ON THIS DAY – July 5, 1894 

A short account was given last week of the supposed murder of a young woman named Minnie Hicks, aged 23, by Frederick Jordan, negro wharf labourer. She kept house for Jordan and Albert Johnson, at Sydney-place, and was last seen alive at the house occupied by a glassblower named Charles Turnbull and his mistress. This was at midnight on July 5. Next morning Jordan reported to the police that he had found her dead at 7 a.m. in the room he himself slept in, and he had no knowledge how she arrived there. Turnbull, however, put a different complexion on the case, stating that Jordan came to his place after the woman, found her tipsy, began beating her, and when remonstrated with dragged her off home. An examination of the body showed that she had died from the effects of severe beating about the head and body. It has since transpired that Minnie Hicks was married in 1888, at the age of 17, to a man now living at St. Kilda.

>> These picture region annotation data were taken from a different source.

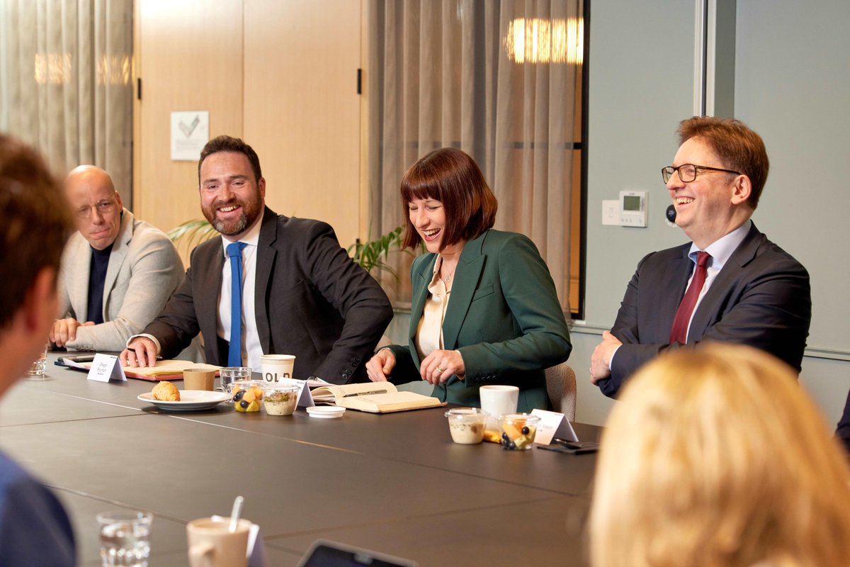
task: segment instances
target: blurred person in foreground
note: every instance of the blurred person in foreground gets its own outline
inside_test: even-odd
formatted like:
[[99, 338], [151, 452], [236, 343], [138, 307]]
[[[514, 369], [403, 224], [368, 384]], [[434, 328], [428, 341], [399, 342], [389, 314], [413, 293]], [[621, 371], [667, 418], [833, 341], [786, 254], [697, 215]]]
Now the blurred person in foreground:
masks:
[[[41, 157], [0, 134], [0, 394], [25, 374], [53, 326], [62, 248], [72, 230], [68, 210]], [[73, 531], [59, 500], [0, 453], [0, 565], [75, 560]]]
[[638, 371], [603, 433], [593, 566], [850, 564], [850, 468], [796, 377], [720, 343]]
[[661, 179], [690, 242], [638, 264], [590, 379], [616, 397], [629, 377], [667, 350], [701, 341], [749, 344], [797, 372], [812, 319], [808, 273], [751, 217], [768, 179], [761, 136], [744, 122], [694, 116]]
[[[121, 351], [165, 307], [183, 262], [164, 232], [124, 208], [103, 169], [74, 168], [65, 190], [76, 232], [62, 257], [61, 317], [50, 340], [69, 350]], [[184, 354], [196, 358], [200, 349]]]
[[526, 236], [492, 230], [497, 202], [475, 162], [435, 150], [401, 180], [411, 268], [409, 343], [379, 350], [369, 378], [425, 380], [444, 401], [479, 406], [485, 384], [519, 388], [518, 410], [546, 409], [544, 369], [572, 346], [555, 286]]

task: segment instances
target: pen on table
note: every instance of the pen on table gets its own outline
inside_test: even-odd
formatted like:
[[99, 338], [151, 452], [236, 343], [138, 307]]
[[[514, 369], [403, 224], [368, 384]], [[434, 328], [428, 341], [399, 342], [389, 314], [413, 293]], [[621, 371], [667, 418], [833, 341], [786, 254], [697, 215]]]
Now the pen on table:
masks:
[[343, 398], [350, 398], [352, 396], [366, 396], [370, 394], [386, 394], [386, 390], [369, 390], [368, 392], [358, 392], [357, 394], [346, 394]]

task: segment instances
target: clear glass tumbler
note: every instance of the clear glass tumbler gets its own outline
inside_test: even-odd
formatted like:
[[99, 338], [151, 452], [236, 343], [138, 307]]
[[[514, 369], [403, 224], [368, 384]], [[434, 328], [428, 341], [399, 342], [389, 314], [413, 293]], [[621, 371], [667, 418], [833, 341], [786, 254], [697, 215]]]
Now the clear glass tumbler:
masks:
[[245, 366], [226, 366], [218, 370], [218, 383], [222, 392], [230, 393], [230, 388], [236, 380], [250, 380], [251, 369]]
[[48, 370], [48, 349], [49, 348], [49, 344], [45, 344], [42, 352], [38, 354], [38, 358], [30, 365], [30, 370], [26, 371], [26, 374], [31, 379], [40, 380], [45, 377]]
[[100, 524], [100, 559], [104, 567], [148, 567], [150, 555], [150, 522], [147, 512], [103, 512]]

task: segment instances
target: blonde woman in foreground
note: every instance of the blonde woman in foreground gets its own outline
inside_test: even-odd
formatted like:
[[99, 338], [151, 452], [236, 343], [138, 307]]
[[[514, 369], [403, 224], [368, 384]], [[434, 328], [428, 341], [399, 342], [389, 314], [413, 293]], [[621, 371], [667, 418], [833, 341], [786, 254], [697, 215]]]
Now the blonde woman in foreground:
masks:
[[590, 533], [594, 567], [850, 565], [850, 469], [790, 366], [677, 351], [611, 412]]

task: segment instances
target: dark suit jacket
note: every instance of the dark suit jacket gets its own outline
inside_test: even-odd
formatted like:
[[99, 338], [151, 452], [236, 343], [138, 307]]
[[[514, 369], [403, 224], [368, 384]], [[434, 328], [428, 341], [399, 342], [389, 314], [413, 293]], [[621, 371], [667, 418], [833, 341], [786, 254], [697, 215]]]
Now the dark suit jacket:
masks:
[[[192, 252], [183, 283], [144, 329], [159, 339], [163, 357], [177, 354], [200, 331], [207, 361], [226, 365], [227, 343], [216, 335], [224, 265], [218, 238]], [[387, 294], [352, 262], [330, 225], [278, 216], [269, 207], [254, 298], [263, 352], [295, 354], [298, 377], [335, 383], [365, 377], [365, 360], [393, 318]]]
[[847, 400], [844, 402], [844, 413], [842, 414], [842, 419], [838, 422], [836, 437], [847, 449], [847, 453], [850, 453], [850, 392], [847, 393]]
[[[406, 347], [391, 347], [397, 383], [421, 379], [414, 341], [436, 260], [436, 254], [423, 254], [411, 268], [410, 340]], [[566, 360], [572, 345], [549, 269], [530, 240], [487, 230], [467, 242], [455, 270], [443, 342], [446, 350], [461, 352], [466, 376], [435, 387], [440, 400], [479, 406], [479, 388], [511, 384], [520, 388], [518, 411], [548, 407], [543, 369]]]
[[[694, 268], [689, 250], [688, 243], [653, 252], [638, 264], [611, 329], [623, 345], [611, 377], [599, 382], [606, 395], [615, 397], [644, 362], [685, 346], [668, 341]], [[752, 224], [697, 307], [687, 346], [704, 340], [749, 344], [799, 372], [811, 319], [806, 269]]]

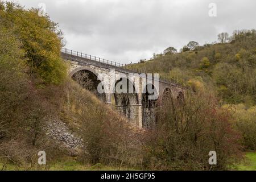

They parted about 1890, through the wife taking to drink, and she left their one child with the father. About two years ago she took up with Jordan, who was often cruel to her. On the night preceding the fatality Jordan was hunting round the hotels for her, in the company of Charles Champ, wharf labourer, until nearly midnight. They then separated at Champ’s house, and Jordon went off to Turnbulls where he found the woman. The police in examining the premises discovered in the same room as the body a pair of trousers which were blood stained and torn. At the inquest on Tuesday Johnson gave evidence. All he knew was that on Thursday, July 5, Jordan told him not to give the woman money, as she would be sure to spend it on drink. In the afternoon she got 6s. from him to buy provisions for tea and came back with them, after which she left. Other witnesses showed that Jordan went to several public houses looking for the girl, who had got her friends to promise not to tell-of her whereabouts. Jordan ultimately found her at midnight and dragged her home. The man she married six years ago, Henry Crabtree, labourer, St. Kilda, said that she left him in November, 1891, having become a confirmed drunkard. He was a teetotaller. It appears that after being some time with Jordan, Minnie Hicks had shown a liking for another negro named Adam, and stayed with him. The society of the locality was proved to be anything but nice, and one or two of the women called owned to having been drinking with Minnie. The jury found that Jordan had committed wilful murder.